In the three months ended June 30, outstanding yuan loans by all financial institutions in China rose 13.00% from a year earlier, according to data from the Chinese central bank. The year-over-year growth had accelerated for three consecutive quarters: it reached 13.70% at the end of the first quarter, from 12.70% in the second quarter of 2018.
Banks of all sizes, as well as rural lenders, reported slower growth of new loans in the second quarter compared with a year earlier, the data show.

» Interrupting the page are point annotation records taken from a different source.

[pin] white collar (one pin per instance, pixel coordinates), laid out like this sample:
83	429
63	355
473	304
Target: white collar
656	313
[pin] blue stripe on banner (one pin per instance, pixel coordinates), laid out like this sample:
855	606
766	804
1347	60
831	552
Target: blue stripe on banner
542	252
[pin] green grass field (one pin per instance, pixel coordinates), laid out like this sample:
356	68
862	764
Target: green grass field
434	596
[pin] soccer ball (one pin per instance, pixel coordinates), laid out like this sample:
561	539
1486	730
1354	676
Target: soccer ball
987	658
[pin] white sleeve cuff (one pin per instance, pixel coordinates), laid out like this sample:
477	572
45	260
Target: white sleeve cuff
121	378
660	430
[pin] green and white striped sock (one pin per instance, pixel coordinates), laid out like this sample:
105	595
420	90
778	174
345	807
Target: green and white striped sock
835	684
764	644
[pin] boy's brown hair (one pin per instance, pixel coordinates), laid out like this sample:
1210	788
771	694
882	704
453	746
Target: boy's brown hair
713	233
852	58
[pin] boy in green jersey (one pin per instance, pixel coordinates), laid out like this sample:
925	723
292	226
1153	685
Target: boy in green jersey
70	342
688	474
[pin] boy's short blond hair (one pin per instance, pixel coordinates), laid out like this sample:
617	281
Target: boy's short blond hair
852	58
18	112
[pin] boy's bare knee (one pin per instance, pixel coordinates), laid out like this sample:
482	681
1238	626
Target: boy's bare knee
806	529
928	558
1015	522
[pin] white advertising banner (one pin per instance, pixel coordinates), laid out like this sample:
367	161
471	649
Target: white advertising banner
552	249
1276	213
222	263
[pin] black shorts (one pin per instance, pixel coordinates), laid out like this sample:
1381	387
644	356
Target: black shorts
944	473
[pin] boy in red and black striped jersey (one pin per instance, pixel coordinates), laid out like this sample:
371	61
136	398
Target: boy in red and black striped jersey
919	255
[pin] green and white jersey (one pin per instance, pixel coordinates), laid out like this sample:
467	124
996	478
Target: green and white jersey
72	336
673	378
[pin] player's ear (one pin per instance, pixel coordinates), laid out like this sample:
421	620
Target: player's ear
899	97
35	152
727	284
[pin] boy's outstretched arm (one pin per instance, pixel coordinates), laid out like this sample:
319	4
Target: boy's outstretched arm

Despite the slower growth, more loans were priced below benchmark interest rates in the second quarter, heeding the government's call to lend more to support the real economy. In June, around 17.76% of new loans were priced below benchmark interest rates, up from 17.71% in May and 9.93% a year ago.



Subdued loan demand
For more than a year, the Chinese government has tried to free up more cash for lending, particularly to small businesses, as well as to make loans more affordable in a bid to rejuvenate tapering economic growth. Measures include cutting banks' required reserve ratios, injecting cash in the banking system via open market operations, as well as setting ambitious lending targets for the banks.
Those measures unwound some of the government's previous efforts to reduce the country's debt level, and increased the supply of loans over the past year. But as global trade frictions made the economic outlook murkier, more Chinese companies have slowed or stopped making new investments, and more people held off buying homes.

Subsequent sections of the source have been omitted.